It is time to spice it up with chili to celebrate National Chili Day! To kick off the day, I am being interviewed by the National Food and Wine Network this morning. ( It also happens to be National Margarita Day and I am giving you my favorite margarita recipe--great with the chili!)
Here's their information. The nation’s food, wine, restaurant, travel and entertainment Show is available on multiple platforms, including broadcast radio, cable television, Roku, online at www.CRNTalk.com and on various mobile applications like Tune In Radio, iHeart Radio, Aha Radio, iTunes and Stitcher. Their combined distribution reaches 11 million homes nationally in over 250 markets.
Also, to help you enjoy chili throughout the coming months--we are placing our famous, purest, reddest chiles on sale for half price today only, (February 22, 2018).
One pound of our Pecos Valley Spice Co. pure ground red or green chile will make 120 servings of the average chili recipe or 65 enchiladas. To help you even more, I am placing the 2nd edition of my 'Chili Madness" on sale for only $10.00.
Chili was made famous during the cattle drives to the rail heads in Kansas. Before the railroads were built, the ranchers in the west and northern Mexico had way to get their cattle to market, hence when the railroads were built in the late 1800's, the cattle drives began where the herds were driven by cowboys to the rail heads such as Dodge City, Kansas--famous for the TV show "Gunsmoke" and many western movies.
What fueled the cowboys on these long trail rides was chili.
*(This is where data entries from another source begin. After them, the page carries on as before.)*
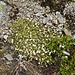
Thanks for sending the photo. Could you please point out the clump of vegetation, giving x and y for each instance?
(35, 41)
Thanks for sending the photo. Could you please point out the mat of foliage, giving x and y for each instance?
(35, 41)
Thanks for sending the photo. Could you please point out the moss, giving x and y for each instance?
(33, 40)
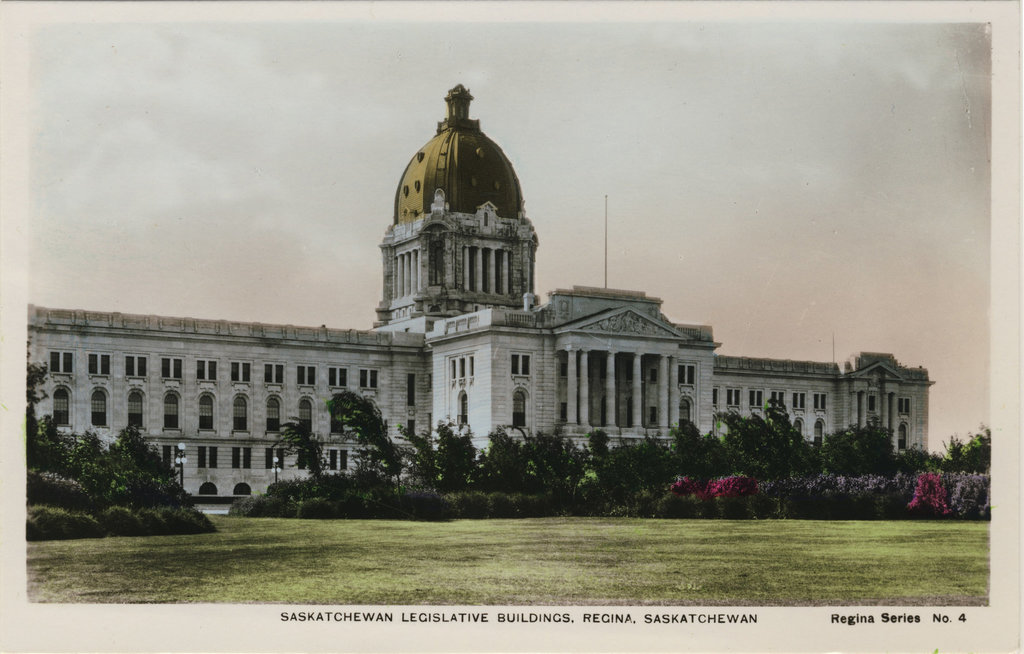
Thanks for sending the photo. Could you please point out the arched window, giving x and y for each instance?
(463, 408)
(206, 412)
(134, 408)
(241, 413)
(519, 408)
(684, 410)
(170, 410)
(61, 413)
(306, 413)
(272, 415)
(98, 404)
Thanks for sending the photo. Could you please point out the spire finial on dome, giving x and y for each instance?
(458, 100)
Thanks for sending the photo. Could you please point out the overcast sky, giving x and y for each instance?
(782, 182)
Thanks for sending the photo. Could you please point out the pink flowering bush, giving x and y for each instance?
(725, 487)
(930, 496)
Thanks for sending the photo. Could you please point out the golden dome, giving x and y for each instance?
(460, 160)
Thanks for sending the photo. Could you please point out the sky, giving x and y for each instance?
(794, 184)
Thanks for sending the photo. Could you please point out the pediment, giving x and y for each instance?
(878, 369)
(623, 321)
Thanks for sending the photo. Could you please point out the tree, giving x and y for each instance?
(698, 456)
(359, 418)
(445, 463)
(975, 455)
(859, 450)
(297, 436)
(767, 447)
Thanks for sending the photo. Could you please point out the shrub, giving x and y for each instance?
(52, 489)
(968, 495)
(51, 523)
(673, 506)
(316, 509)
(468, 505)
(425, 506)
(120, 521)
(929, 497)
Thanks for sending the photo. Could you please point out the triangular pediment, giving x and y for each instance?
(624, 321)
(876, 371)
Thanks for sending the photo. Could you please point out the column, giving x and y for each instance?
(570, 392)
(611, 417)
(491, 277)
(478, 264)
(637, 391)
(673, 392)
(585, 388)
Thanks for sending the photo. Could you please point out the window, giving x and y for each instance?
(206, 371)
(241, 372)
(135, 366)
(757, 399)
(99, 364)
(463, 408)
(306, 375)
(170, 411)
(206, 412)
(134, 408)
(368, 379)
(170, 368)
(272, 415)
(273, 373)
(61, 362)
(337, 376)
(306, 413)
(687, 374)
(520, 364)
(518, 408)
(241, 422)
(98, 403)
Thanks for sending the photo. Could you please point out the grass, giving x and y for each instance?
(548, 561)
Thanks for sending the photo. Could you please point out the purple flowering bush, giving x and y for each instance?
(930, 496)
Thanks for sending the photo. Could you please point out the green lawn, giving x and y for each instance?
(554, 561)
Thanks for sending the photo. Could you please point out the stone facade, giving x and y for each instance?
(457, 338)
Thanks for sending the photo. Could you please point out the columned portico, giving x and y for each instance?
(637, 391)
(610, 412)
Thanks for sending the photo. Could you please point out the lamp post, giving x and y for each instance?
(180, 461)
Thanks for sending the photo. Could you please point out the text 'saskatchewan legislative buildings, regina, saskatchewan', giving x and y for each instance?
(458, 337)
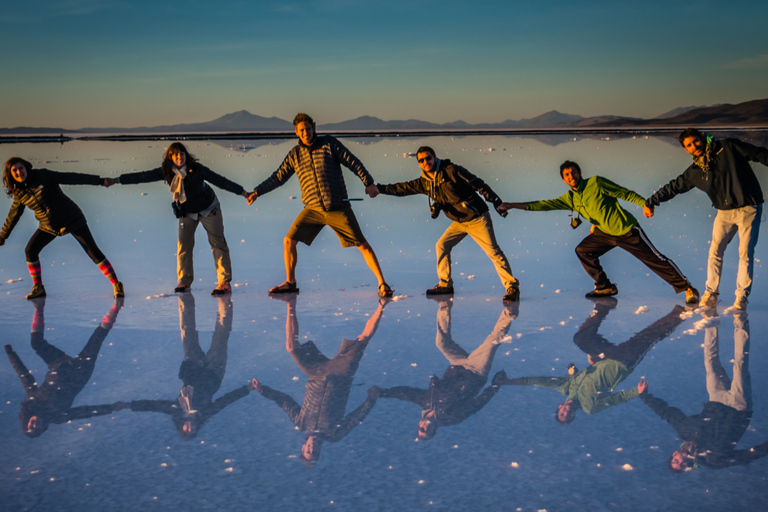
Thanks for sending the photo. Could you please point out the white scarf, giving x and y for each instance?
(177, 184)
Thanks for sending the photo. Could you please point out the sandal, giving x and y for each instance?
(286, 287)
(385, 291)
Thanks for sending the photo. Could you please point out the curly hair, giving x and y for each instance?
(168, 165)
(8, 182)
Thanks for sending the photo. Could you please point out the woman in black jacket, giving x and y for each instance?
(194, 202)
(58, 215)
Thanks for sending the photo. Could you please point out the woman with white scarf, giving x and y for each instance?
(194, 202)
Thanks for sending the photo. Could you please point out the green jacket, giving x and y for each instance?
(592, 388)
(597, 201)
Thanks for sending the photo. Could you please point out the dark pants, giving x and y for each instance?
(636, 243)
(40, 239)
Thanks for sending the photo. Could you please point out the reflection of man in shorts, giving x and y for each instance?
(322, 414)
(317, 161)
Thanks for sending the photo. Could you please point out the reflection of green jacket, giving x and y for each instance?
(597, 201)
(592, 388)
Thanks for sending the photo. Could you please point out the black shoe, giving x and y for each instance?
(603, 292)
(38, 291)
(441, 290)
(286, 287)
(513, 295)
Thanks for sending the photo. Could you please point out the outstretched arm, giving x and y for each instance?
(503, 207)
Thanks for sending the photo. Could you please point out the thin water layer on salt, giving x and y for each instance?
(123, 445)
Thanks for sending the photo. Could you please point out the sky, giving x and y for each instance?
(133, 63)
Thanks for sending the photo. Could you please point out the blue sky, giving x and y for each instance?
(127, 63)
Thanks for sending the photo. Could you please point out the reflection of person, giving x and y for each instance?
(201, 373)
(317, 161)
(596, 199)
(51, 402)
(459, 393)
(721, 169)
(710, 437)
(38, 190)
(194, 202)
(321, 416)
(592, 389)
(456, 191)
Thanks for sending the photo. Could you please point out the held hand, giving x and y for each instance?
(500, 378)
(372, 191)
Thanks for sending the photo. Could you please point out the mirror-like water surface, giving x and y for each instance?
(150, 402)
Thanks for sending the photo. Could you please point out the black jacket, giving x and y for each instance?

Chili keeps quite well especially if it is made with pure red chiles--as red chile is the world's best anti-oxidant. So chili was fed to the cowboys by the "cookies" that cooked the trail from their portable "kitchens". My maternal Grandfather was an executive responsible for the Atchison, Topeka and Santa Fe railroad western expansion out of Dodge City, always said that the reason that so many midwestern chili recipes had tomatoes and beans and other vegetables in them is that as they neared Kansas; the pot of chili would be getting rather "thin" and the cookies would stretch it out with the addition of beans, tomatoes and vegetables.
He developed and refined this original, pure Texas type chili recipe from talking and tasting chilis with the many cookies who cooked the trail. It is called Bowl o Red--we call it Pecos Valley Bowl of Red after our chile company. Enjoy!
Just a nite--for a special kick, try housebreaking your chili by adding a shot glass of tequila to the top of it.